One issue with data migration is that clinicians, radiologists, physicians, and other healthcare providers will need access to patient data on the old storage system during the conversion, and may still need access to gather older files after the new technology is installed, Behlen explained in his presentation at the 2007 Society for Imaging Informatics in Medicine (SIIM) conference in Providence, RI.
In most states, patient data must be stored for five to seven years. In some cases, pediatric cases are mixed with adult files, since pediatric images are retained five to seven years into adulthood. Mammography data must be retained indefinitely, which "creates an extremely long support trail for some legacy data," said Behlen, who also serves as president of data migration service firm Lai Technology of Homewood, IL.
Before delving into a data migration project, Behlen offered five questions that a facility needs to ask and answer:
- Do I really need data migration?
- Can I do it myself?
- How do I specify a data migration project?
- What are the choices and variables to outsourcing?
- What can I do to make it easier next time around?
In some cases, keeping the old storage technology and the newer archiving system is feasible, but managing the two-archive system simultaneously can become complex. "The split in the archive between the old and the new has to be maintained in workflow and staff training," Behlen said. "Retaining the legacy system also means one more vendor to deal with, one more set of maintenance procedures to keep up, more staffing consideration, and more headaches that you should avoid."

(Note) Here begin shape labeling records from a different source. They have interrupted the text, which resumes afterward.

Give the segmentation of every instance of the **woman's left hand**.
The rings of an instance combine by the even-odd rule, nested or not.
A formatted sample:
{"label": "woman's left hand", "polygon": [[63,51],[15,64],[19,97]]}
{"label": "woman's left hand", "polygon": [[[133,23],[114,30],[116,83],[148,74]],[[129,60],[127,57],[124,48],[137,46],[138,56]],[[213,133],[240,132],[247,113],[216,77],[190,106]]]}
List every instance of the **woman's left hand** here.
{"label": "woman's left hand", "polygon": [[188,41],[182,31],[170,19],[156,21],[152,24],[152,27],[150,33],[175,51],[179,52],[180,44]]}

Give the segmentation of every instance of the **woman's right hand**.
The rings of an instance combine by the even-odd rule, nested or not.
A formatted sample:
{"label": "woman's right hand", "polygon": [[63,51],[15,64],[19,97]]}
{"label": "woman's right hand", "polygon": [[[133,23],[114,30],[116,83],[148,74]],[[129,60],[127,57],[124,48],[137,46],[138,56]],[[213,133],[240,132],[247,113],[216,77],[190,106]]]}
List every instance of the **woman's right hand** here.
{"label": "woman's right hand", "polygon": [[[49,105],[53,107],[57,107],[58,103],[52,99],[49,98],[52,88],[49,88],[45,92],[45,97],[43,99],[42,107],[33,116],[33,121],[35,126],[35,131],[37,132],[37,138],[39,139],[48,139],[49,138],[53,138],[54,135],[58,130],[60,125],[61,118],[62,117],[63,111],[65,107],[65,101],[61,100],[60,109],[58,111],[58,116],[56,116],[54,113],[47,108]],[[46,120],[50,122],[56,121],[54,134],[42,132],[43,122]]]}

Based on economics, the plummeting cost of disk storage makes it less expensive to add storage to a new system, while the older legacy system must be maintained, in part, through support contracts and continual periodic maintenance and repairs. Both options could prove costly, however, as Behlen notes that "going off-contract" should be considered only if a facility has a staff person familiar enough with a legacy system to make appropriate support decisions.
Not only is there a good possibility that the older system isn't HIPAA-compliant, but current support for the dated technology may be poor as well. Vendors may offer less technical assistance, as their installed base dwindles. "Even with the best vendor support, reliability will become more problematic as hardware, recording media, and personnel age," Behlen added.
With that in mind, under what circumstances is data migration the most appropriate option? Say, a facility has both a miniPACS and an older archiving system, and the plan is to fold all of the patient data into one central PACS. One simple, do-it-yourself method is to get to a general-purpose DICOM workstation, read the studies from the old PACS, and transfer the data to the new storage system. The project eventually will get done, but it "is very arduous and you'll go crazy if you have to do a lot of it," Behlen said.
Under this scenario, he suggests downloading free utilities from a Web site and crafting command files to transfer larger masses of files more quickly and efficiently. A "garden-variety PC," which is attached to the network, can direct the movement of data to the new location by way of the command file, Behlen added.
"Instead of a flat file listing the studies in the old archive, you ask your IT person to create a command file to move each study to the flat file," Behlen said. When the command file is activated, it moves the studies one at a time and outputs the results of the operation to a log file. The log file, in turn, will note errors in the transfer, which the IT person can correct.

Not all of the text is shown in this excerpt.